Teixeira, a sophomore at Saint Anselm College, spoke Friday at a roundtable discussion led by Sen. Jeanne Shaheen and organized by the New Hampshire College and University Council.
“I’m hoping to raise awareness to students because I didn’t really know that this was happening,” the second-year student from Attleboro, Mass., told the Monitor. “They don’t know how greatly this will impact them.”
“And I think that this is one of those things that we really need to survive on our feet,” she added.
The gathering, hosted by the New Hampshire Institute of Politics at Saint Anselm College and attended by leaders from the state’s universities and colleges, was held one day after U.S. House Republicans unveiled their sweeping tax cut and reform legislation.
A provision in the bill would eliminate the deduction, which can be as much as $2,500 for middle income earners paying back large loan amounts.
“We know we have about 80,000 families in New Hampshire who take advantage of this tax deduction on interest for college loans,” Shaheen said in an interview with the Monitor. “So we think it’s going to have impact here in New Hampshire where we pay the highest student loan debt in the country and we’re third in the country in terms of the numbers of students who have student loan debt.”
Under current rules, borrowers may deduct up to $2,500 in interest paid toward qualifying federal and private student loans.
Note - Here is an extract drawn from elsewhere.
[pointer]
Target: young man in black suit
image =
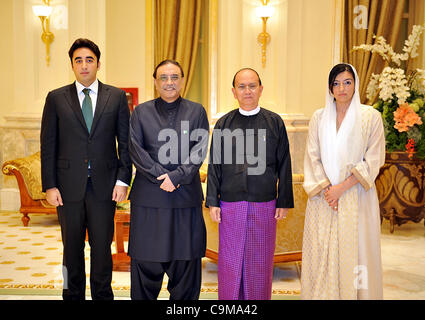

And it’s considered an “above-the-line” deduction, meaning it directly reduces a person’s taxable income. Current rules also allow a person to claim the deduction without having to itemize.
The deduction phases out for individuals with a modified adjusted gross income of $65,000, or $130,000 for married couples who are jointly filing their taxes. Individuals making $80,000 or more and married couples with a combined income of $160,000 or more may not claim the deduction.
In 2015, the average amount of student loan interest was roughly $1,100, saving someone in the 25 percent tax bracket around $275, according to Internal Revenue Service records.
House Republicans, in their tax plan summary, rejected the argument that scrapping the deduction and other education tax savings would make it tougher for students to afford college, saying that their overall proposal “makes it easier for families to use tax benefits toward the cost of education.”
But Shaheen, a two-term Senate Democrat and former Granite State governor, disagreed.
“This is a big issue. Anything we can do to reduce student loan debt is important because we don’t want kids to be saddled with those debts so they can’t start a family, get the job they want, buy cars, buy homes, and this is something that we think is going to be an even further deterrent,” said Shaheen, who supports bipartisan tax reform but opposes the elimination of the deduction. “I’m hopeful that we can change this provision in any tax reform package.”
Mike Vlacich, president and CEO of the New Hampshire College and University Council, also raised a warning.
“If you take into account that we have the highest student debt load in the nation, and students are going to lose this tax deduction, it could be really difficult for students who are already struggling to make ends meet,” he told the Monitor.
Vlacich, a former state director for Shaheen, said he hoped the roundtable discussion would “make people aware of the very real consequences, especially in New Hampshire.”
Gov. Chris Sununu on Thursday called the House GOP tax reform plan “a very good step in a positive direction.”
But New Hampshire’s first Republican governor in a dozen years added that “I will continue to carefully review the details to see how it impacts Granite State taxpayers.”
The Monitor reached out to the governor’s office on Friday for Sununu’s reaction to the proposed elimination of the student loan tax deduction. But aides to the governor passed on providing a response.